[Numpy-discussion] using loadtxt to load a text file in to a numpy array

Wed Jan 15 07:38:57 EST 2014

On 01/15/2014 11:25 AM, Daπid wrote:
> On 15 January 2014 11:12, Hedieh Ebrahimi <hedieh.ebrahimi at amphos21.com
> <mailto:hedieh.ebrahimi at amphos21.com>> wrote:
>
>     I try to print my fileContent array after I read it and it looks
>     like this :
>
>     ["b'C:\\\\Users\\\\Documents\\\\Project\\\\mytextfile1.txt'"
>       "b'C:\\\\Users\\\\Documents\\\\Project\\\\mytextfile2.txt'"
>       "b'C:\\\\Users\\\\Documents\\\\Project\\\\mytextfile3.txt'"]
>
>     Why is this happening and how can I prevent it ?
>     Also if I have a line that starts like this in my file, python will
>     crash on me. how can i fix this ?
>
>
> What is wrong with this case? If you are concerned about the multiple
> backslashes, they are there because they are special symbols, and so
> they have to be escaped (you actually want a backslash, not whatever
> else they could mean).
>

you have the bytes representation and a duplicate slash in it.
Its due to unicode strings in python3.
A workaround that only works for ascii is:

np.loadtxt(file, dtype=bytes).astype(str)

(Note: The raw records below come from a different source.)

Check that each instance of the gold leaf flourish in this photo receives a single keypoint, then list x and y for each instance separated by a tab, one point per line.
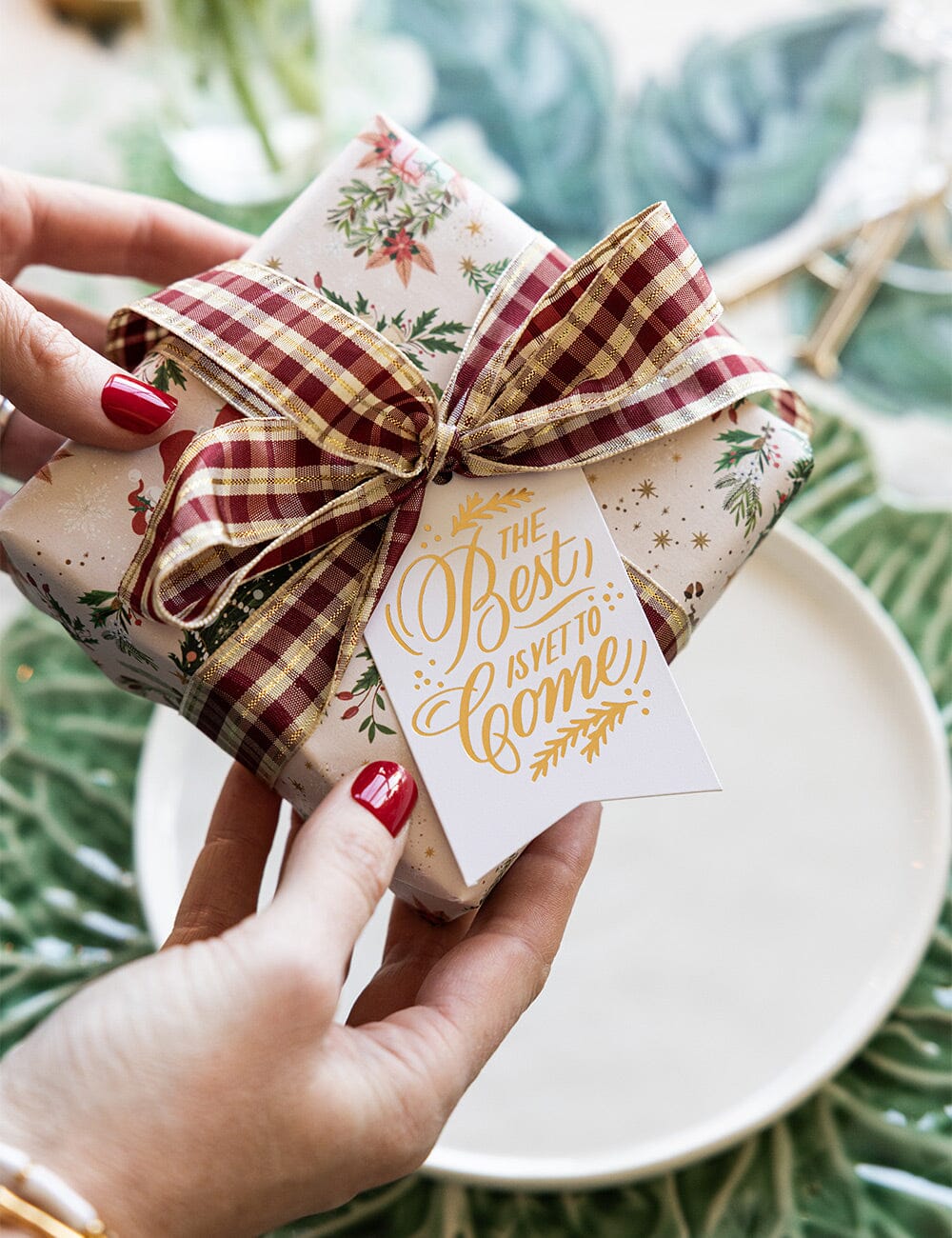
598	722
475	509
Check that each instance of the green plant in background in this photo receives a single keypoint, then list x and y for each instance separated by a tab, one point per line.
864	1158
898	358
741	140
536	78
260	52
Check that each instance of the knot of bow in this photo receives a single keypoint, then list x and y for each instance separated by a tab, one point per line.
313	491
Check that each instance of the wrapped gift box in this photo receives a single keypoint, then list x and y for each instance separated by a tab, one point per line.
400	242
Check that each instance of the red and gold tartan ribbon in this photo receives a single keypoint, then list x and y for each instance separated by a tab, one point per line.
565	366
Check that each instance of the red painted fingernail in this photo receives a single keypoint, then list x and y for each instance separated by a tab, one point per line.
387	790
135	405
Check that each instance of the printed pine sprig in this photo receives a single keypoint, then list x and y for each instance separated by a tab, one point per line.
168	372
109	614
482	279
369	685
369	214
420	338
743	463
475	508
594	729
743	500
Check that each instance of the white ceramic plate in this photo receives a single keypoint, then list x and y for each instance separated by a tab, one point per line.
728	952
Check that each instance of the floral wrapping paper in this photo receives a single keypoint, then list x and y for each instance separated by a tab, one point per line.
398	238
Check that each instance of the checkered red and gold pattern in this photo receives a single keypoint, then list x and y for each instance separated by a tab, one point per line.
567	364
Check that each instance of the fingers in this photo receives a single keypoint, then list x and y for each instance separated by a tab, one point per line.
474	994
87	228
341	865
227	875
412	948
74	392
26	447
88	326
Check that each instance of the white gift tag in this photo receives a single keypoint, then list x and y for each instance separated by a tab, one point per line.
522	665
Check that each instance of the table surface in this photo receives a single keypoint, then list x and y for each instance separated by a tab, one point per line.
868	1152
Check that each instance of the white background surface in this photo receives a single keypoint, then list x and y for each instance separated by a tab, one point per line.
726	952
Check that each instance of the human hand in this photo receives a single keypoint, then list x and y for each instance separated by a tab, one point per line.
206	1089
50	369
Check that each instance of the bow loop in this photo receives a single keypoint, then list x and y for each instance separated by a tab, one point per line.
605	329
325	474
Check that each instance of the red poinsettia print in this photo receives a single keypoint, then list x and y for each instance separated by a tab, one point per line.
387	149
404	251
382	141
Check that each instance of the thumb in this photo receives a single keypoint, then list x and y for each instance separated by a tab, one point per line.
61	384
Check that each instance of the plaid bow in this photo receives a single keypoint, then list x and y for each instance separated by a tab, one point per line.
325	475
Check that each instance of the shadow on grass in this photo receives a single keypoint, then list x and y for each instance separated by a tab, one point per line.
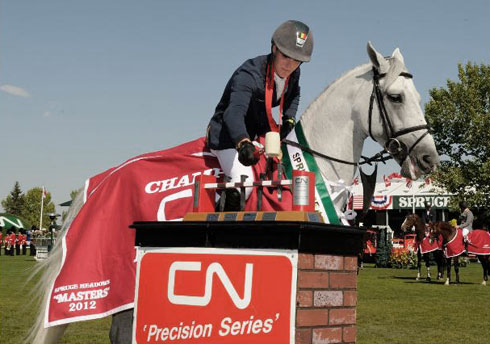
422	280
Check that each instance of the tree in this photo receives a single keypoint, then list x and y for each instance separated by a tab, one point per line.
14	202
73	195
32	207
460	120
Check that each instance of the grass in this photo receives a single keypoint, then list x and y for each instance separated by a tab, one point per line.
392	308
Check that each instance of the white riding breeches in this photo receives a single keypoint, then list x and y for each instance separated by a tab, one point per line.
228	159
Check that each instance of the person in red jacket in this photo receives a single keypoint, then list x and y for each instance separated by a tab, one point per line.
12	239
18	243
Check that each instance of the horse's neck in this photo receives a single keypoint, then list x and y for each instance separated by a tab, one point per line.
333	124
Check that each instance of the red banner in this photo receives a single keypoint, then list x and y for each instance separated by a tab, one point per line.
97	277
215	296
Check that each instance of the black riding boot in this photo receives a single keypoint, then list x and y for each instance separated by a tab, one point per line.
231	202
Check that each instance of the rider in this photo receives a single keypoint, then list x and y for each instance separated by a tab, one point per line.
244	110
466	219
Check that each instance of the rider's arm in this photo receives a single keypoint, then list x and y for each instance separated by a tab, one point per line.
242	87
291	104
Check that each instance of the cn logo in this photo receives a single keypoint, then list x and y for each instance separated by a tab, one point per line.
213	268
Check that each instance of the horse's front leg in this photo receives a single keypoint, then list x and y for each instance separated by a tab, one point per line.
438	255
448	271
456	268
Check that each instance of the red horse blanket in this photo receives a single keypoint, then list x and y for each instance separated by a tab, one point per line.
97	276
426	246
455	247
479	242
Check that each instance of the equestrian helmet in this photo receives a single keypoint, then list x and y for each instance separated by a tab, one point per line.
294	39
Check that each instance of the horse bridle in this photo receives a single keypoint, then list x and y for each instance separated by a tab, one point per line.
393	146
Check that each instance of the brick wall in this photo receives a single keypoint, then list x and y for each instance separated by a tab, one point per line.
326	299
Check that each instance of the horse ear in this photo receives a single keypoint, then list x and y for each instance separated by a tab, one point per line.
378	61
398	55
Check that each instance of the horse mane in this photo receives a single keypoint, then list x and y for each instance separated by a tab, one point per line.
396	67
419	227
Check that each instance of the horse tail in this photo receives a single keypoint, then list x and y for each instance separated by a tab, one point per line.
49	269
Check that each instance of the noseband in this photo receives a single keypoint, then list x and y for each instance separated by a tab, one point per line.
393	145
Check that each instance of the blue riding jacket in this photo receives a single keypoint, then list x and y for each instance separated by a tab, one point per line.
241	111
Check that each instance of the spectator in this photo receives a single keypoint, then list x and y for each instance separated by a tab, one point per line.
429	214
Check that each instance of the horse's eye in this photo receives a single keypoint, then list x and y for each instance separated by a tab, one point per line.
395	98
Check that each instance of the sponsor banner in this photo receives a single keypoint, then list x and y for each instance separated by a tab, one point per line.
406	202
295	158
206	295
382	202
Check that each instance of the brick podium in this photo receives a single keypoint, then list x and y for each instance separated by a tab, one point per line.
326	286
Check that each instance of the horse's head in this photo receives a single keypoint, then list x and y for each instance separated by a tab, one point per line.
399	124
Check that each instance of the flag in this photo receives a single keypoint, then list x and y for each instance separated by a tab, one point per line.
387	181
409	182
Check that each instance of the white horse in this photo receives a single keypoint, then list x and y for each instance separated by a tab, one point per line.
378	99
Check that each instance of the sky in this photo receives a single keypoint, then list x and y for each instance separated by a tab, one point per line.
86	85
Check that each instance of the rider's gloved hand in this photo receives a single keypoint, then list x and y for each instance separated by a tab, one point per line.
288	124
247	153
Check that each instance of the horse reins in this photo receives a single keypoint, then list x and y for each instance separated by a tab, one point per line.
393	146
391	135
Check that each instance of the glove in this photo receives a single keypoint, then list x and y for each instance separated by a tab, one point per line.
247	154
287	125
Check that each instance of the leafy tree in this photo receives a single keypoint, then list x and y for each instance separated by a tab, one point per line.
460	119
14	202
32	207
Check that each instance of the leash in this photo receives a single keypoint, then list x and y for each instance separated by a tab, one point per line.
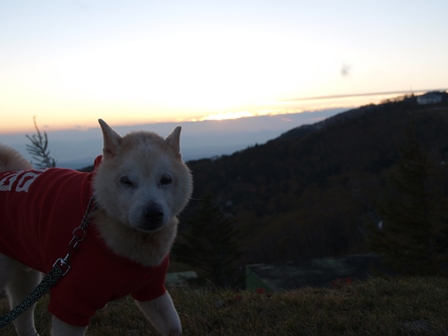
60	269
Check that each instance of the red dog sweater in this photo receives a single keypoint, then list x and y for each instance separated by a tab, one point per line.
40	209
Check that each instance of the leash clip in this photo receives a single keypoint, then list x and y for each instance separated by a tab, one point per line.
63	264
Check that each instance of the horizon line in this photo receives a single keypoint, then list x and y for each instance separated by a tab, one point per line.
363	94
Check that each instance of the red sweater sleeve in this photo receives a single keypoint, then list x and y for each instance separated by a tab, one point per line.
157	286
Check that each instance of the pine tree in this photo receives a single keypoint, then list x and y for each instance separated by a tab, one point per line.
209	244
39	148
411	215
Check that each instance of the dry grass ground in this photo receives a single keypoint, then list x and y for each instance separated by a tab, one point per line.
400	306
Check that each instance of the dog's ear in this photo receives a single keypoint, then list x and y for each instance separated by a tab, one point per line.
112	140
173	141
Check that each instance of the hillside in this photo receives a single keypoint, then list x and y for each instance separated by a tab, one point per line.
403	306
306	193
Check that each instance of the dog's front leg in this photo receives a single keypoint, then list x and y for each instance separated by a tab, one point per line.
60	328
162	314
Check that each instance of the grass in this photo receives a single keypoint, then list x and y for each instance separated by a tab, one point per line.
395	306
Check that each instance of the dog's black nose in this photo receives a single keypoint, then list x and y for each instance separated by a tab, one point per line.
153	217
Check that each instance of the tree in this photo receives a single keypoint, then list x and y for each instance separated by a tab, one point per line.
209	244
38	148
410	210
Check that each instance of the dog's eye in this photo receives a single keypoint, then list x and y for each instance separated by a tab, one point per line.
124	180
166	179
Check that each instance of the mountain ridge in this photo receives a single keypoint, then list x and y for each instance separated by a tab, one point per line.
306	193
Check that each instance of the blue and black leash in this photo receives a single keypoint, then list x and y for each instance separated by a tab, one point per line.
59	270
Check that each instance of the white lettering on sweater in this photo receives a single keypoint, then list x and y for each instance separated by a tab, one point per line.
25	179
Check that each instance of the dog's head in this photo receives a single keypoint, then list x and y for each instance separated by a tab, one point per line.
142	180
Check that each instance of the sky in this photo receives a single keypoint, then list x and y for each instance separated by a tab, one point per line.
132	62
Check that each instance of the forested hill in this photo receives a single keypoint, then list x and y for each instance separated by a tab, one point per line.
306	194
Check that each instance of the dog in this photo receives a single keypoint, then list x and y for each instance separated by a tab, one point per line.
140	185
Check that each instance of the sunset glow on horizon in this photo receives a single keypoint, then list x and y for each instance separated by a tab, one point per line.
135	62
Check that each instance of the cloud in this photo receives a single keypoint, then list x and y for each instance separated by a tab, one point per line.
346	70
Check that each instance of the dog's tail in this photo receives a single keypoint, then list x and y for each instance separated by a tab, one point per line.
10	159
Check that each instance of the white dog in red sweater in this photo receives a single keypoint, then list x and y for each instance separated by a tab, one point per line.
140	185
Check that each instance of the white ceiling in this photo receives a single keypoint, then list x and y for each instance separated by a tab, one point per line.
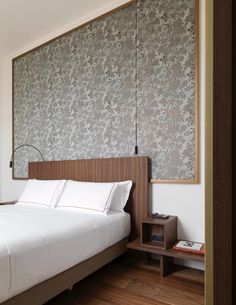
25	21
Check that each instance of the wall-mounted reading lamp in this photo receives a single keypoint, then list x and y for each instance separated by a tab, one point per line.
24	145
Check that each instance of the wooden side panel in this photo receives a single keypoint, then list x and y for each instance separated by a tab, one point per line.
104	170
222	154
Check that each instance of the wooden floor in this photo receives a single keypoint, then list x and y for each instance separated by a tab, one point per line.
126	282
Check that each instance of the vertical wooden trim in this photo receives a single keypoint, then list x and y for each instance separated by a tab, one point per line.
197	92
222	152
209	300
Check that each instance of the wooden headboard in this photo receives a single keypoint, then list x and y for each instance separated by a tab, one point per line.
104	170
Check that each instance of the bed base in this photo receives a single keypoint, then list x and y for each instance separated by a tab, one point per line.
43	292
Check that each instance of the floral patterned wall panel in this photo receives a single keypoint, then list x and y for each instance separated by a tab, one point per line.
75	97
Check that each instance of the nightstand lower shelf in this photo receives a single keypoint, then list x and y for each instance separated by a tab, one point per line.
166	256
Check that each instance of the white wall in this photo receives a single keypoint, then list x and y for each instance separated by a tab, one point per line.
184	201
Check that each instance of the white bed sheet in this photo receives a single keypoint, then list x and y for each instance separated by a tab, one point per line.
37	243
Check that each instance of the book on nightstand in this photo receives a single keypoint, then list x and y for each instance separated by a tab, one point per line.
190	247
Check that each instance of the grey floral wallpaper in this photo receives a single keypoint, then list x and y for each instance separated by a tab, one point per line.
76	96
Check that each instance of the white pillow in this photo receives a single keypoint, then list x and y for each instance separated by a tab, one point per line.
45	192
121	195
87	196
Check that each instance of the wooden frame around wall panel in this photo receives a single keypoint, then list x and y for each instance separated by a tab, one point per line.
129	3
197	107
196	180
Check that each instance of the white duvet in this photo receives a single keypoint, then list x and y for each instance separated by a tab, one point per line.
37	243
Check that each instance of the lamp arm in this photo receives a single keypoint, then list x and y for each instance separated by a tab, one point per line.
24	145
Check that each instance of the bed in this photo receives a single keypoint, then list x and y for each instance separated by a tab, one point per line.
36	277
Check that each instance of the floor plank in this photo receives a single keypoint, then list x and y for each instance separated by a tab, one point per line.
125	282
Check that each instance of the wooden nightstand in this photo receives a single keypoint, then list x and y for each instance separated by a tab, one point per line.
7	202
158	236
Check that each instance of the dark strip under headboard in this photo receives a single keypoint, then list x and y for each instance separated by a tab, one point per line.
104	170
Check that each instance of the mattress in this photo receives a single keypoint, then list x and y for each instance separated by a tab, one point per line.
37	243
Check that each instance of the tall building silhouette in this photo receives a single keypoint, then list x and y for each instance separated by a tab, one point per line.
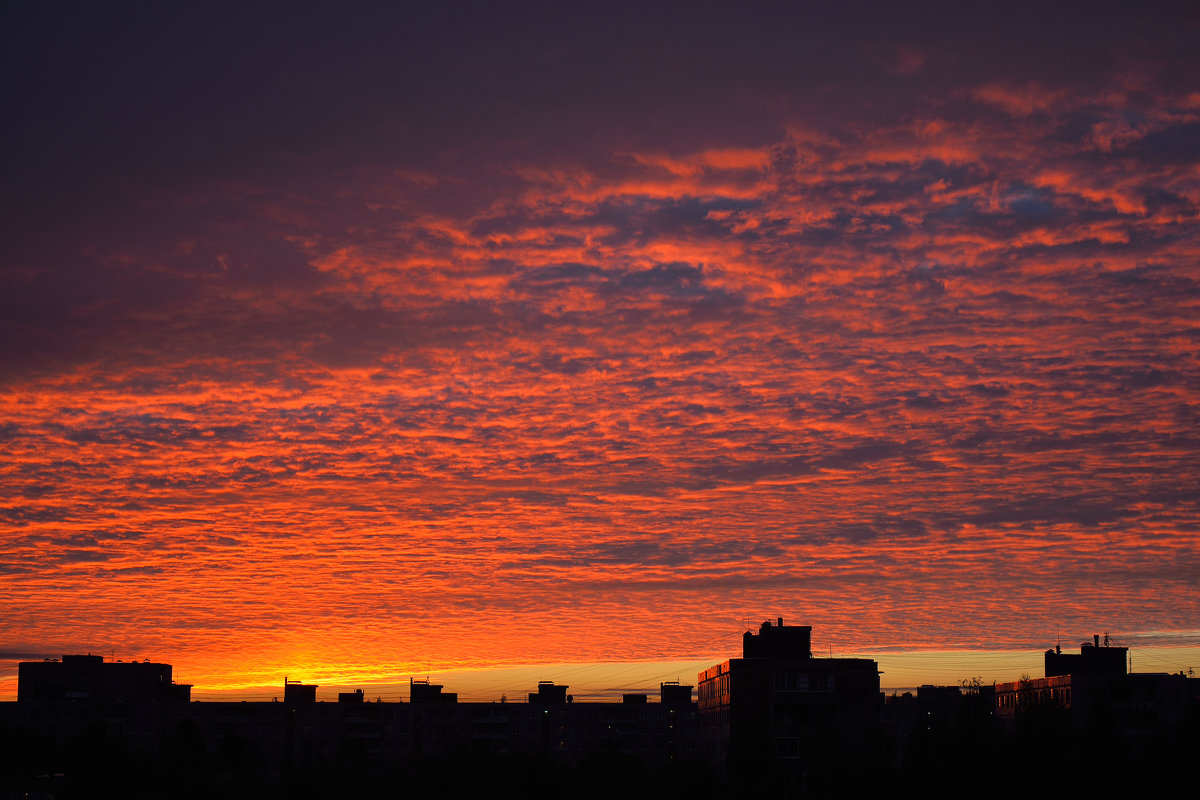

for non ascii I guess you should use python directly as numpy would also 
require a python loop with explicit decoding.

Currently handling strings in python3 with numpy is even worse than 
before, you always have to go over bytes and do explicit decodes to get 
python strings out of ascii data.

What we might need in numpy is new string xtypes specifying encodings to 
allow sane conversion to python3 strings without the excessive memory 
usage of 4 byte unicode (ucs-4).
e.g. if its ascii reuse a (which currently maps to bytes)

     np.loadtxt(file, dtype='a')

for utf 8 data:

     d = np.loadtxt(file, dtype='utf8')

so that type(d[0]) is unicode and not bytes as is currently the case if 
you don't want to store your arrays in 4 bytes per character.